Dans une déclaration rendue publique mardi à Lomé, le président du MMLK, Pasteur Edoh Komi, préconise trois mesures prioritaires destinées à réduire durablement la vulnérabilité des populations.
La première consiste à renforcer la prévention à travers le curage systématique des caniveaux et des cours d’eau avant chaque saison des pluies, la lutte contre les constructions dans les zones inondables et une vaste campagne d’éducation citoyenne sur la gestion des déchets.
Le MMLK invite également les pouvoirs publics à repenser la planification urbaine. L’organisation recommande la création de bassins de rétention, la préservation des espaces verts et la modernisation des systèmes de drainage afin d’adapter les villes aux effets croissants du changement climatique.
Enfin, le mouvement insiste sur la nécessité de renforcer les capacités d’intervention en cas d’urgence. Il plaide pour l’élaboration de plans d’évacuation accessibles aux populations, la constitution de stocks de secours comprenant vivres, médicaments et abris provisoires, ainsi qu’une assistance rapide aux sinistrés, à l’abri de toute récupération politique.
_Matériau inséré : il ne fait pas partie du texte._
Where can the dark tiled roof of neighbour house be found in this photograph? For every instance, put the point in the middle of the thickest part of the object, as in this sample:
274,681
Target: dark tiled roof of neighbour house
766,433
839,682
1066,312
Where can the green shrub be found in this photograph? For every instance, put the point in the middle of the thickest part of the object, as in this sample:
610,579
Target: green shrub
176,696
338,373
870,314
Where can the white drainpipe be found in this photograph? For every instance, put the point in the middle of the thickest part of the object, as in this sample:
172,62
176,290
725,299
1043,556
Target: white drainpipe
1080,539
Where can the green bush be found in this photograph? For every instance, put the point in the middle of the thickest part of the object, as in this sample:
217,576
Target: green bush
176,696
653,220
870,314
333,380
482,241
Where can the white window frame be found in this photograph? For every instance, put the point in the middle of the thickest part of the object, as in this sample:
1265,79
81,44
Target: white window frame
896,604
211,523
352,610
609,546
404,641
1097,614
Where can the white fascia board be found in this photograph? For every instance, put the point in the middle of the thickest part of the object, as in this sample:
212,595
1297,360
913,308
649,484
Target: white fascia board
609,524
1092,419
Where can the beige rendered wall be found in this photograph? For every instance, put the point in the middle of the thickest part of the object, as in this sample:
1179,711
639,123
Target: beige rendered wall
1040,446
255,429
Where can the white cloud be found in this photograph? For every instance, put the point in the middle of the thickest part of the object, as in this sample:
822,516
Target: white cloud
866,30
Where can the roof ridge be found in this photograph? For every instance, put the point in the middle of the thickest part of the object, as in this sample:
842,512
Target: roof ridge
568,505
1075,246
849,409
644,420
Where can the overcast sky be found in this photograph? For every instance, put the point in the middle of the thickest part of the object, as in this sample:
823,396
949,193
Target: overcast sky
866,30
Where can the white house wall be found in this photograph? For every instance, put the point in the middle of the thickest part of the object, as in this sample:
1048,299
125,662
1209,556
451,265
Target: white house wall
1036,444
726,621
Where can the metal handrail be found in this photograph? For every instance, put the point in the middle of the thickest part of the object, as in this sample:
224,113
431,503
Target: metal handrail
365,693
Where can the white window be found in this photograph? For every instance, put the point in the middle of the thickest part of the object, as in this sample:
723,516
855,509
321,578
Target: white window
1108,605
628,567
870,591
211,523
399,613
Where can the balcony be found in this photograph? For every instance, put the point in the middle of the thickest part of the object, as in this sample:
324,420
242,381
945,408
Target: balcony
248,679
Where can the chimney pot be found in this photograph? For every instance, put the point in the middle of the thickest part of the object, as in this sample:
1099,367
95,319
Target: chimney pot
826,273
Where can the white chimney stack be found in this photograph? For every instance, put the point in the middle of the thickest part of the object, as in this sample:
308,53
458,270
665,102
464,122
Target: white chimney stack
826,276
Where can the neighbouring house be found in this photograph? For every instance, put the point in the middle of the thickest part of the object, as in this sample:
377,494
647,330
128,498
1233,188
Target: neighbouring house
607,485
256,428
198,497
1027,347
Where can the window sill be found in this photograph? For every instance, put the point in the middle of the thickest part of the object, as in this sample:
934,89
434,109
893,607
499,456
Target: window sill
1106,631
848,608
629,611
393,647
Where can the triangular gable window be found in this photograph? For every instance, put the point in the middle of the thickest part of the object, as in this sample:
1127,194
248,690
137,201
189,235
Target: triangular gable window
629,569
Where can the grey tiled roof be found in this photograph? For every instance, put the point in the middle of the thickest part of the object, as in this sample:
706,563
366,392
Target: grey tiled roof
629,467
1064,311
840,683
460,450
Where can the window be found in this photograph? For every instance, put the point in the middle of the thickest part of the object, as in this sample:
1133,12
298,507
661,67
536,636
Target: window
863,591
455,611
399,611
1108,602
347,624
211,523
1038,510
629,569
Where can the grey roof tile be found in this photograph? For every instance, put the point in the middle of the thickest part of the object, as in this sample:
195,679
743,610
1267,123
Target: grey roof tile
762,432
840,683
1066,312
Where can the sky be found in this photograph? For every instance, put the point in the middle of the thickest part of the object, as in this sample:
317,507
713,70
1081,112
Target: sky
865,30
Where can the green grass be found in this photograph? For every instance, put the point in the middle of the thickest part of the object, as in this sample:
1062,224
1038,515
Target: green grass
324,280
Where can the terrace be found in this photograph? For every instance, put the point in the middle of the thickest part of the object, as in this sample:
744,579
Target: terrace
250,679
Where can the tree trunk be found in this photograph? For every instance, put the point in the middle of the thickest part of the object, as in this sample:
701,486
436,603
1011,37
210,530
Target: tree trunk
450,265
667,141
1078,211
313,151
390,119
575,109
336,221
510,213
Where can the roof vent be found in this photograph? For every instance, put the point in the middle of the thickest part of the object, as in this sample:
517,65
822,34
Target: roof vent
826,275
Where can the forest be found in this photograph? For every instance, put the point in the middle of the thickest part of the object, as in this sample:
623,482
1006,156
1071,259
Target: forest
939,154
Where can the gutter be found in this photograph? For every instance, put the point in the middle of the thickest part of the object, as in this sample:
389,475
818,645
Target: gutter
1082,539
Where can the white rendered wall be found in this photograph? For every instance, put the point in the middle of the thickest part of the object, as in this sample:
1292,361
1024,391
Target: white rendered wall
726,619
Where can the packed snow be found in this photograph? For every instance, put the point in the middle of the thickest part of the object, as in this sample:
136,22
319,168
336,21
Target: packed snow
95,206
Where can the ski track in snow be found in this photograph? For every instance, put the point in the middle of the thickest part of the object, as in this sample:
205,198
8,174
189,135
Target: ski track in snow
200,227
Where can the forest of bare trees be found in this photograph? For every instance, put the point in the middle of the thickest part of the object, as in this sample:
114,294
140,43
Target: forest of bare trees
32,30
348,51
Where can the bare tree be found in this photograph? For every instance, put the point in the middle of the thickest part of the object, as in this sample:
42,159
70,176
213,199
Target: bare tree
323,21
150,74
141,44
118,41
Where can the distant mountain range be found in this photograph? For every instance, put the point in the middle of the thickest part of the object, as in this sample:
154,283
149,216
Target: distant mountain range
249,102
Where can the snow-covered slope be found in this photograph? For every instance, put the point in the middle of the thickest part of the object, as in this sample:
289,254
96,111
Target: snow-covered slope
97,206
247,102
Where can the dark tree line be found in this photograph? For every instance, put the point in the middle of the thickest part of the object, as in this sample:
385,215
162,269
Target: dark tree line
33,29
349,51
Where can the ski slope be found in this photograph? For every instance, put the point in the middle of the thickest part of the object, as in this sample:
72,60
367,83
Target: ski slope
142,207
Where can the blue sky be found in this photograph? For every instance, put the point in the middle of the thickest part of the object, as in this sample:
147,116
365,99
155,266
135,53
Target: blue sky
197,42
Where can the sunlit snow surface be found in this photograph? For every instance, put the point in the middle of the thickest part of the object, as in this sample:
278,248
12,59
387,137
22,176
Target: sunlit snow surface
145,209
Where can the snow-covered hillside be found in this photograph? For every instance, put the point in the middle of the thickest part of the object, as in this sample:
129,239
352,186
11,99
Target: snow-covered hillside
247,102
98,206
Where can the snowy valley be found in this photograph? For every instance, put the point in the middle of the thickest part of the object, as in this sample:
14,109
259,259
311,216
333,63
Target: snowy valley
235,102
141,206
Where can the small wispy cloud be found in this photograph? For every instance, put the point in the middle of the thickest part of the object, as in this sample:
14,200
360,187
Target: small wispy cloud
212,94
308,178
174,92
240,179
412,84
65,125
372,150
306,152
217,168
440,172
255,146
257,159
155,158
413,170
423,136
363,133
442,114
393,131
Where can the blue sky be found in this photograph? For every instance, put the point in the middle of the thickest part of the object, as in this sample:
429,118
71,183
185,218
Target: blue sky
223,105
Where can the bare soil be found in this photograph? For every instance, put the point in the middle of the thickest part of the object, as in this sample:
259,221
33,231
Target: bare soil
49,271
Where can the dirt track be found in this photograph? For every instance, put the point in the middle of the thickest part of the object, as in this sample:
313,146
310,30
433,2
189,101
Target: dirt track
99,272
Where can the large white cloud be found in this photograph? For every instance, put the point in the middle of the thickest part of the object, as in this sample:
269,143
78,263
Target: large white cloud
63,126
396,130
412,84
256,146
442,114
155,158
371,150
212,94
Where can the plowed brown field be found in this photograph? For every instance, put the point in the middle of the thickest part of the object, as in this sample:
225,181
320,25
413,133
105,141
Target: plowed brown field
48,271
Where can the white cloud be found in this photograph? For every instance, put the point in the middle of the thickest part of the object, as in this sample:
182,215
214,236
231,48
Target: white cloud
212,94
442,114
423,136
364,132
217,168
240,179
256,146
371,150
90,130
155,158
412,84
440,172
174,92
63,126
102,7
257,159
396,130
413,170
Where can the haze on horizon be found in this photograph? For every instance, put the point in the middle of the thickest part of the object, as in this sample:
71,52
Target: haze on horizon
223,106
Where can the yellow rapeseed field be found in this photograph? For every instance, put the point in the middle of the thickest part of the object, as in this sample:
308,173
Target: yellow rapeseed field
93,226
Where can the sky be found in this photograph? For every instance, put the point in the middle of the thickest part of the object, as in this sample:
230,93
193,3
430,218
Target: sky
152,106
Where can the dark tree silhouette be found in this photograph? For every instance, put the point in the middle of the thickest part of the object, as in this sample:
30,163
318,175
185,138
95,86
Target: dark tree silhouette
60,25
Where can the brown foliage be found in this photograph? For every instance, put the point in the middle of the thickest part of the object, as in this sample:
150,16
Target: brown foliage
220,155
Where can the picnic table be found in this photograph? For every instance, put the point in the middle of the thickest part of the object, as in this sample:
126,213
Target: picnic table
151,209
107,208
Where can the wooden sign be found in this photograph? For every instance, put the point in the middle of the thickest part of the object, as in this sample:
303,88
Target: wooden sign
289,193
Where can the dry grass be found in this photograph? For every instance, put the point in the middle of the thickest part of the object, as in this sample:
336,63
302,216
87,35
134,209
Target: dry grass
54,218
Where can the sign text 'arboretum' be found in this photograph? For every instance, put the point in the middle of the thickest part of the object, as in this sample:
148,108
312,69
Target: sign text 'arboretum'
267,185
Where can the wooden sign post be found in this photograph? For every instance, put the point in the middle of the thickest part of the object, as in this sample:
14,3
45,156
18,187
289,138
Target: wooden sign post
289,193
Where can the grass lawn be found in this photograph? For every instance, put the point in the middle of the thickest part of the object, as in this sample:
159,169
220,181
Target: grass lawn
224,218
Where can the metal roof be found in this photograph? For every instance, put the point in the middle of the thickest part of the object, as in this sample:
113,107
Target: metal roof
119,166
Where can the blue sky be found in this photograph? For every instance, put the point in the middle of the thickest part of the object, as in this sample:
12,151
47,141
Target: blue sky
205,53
Le MMLK exhorte par ailleurs les gouvernements à privilégier les investissements dans les infrastructures d’assainissement, à publier des audits sur l’utilisation des ressources consacrées au drainage et à renforcer le rôle des collectivités territoriales dans la prévention des risques.
L’organisation appelle également les citoyens à adopter des comportements responsables en évitant de jeter des déchets dans les caniveaux et en dénonçant les constructions illicites sur les zones non constructibles.
« Une autorité qui laisse son peuple subir les mêmes inondations chaque année sans agir durablement manque à son devoir de protection », affirme le MMLK, qui considère que la résilience face aux catastrophes passe avant tout par l’anticipation, la bonne gouvernance et la responsabilité collective.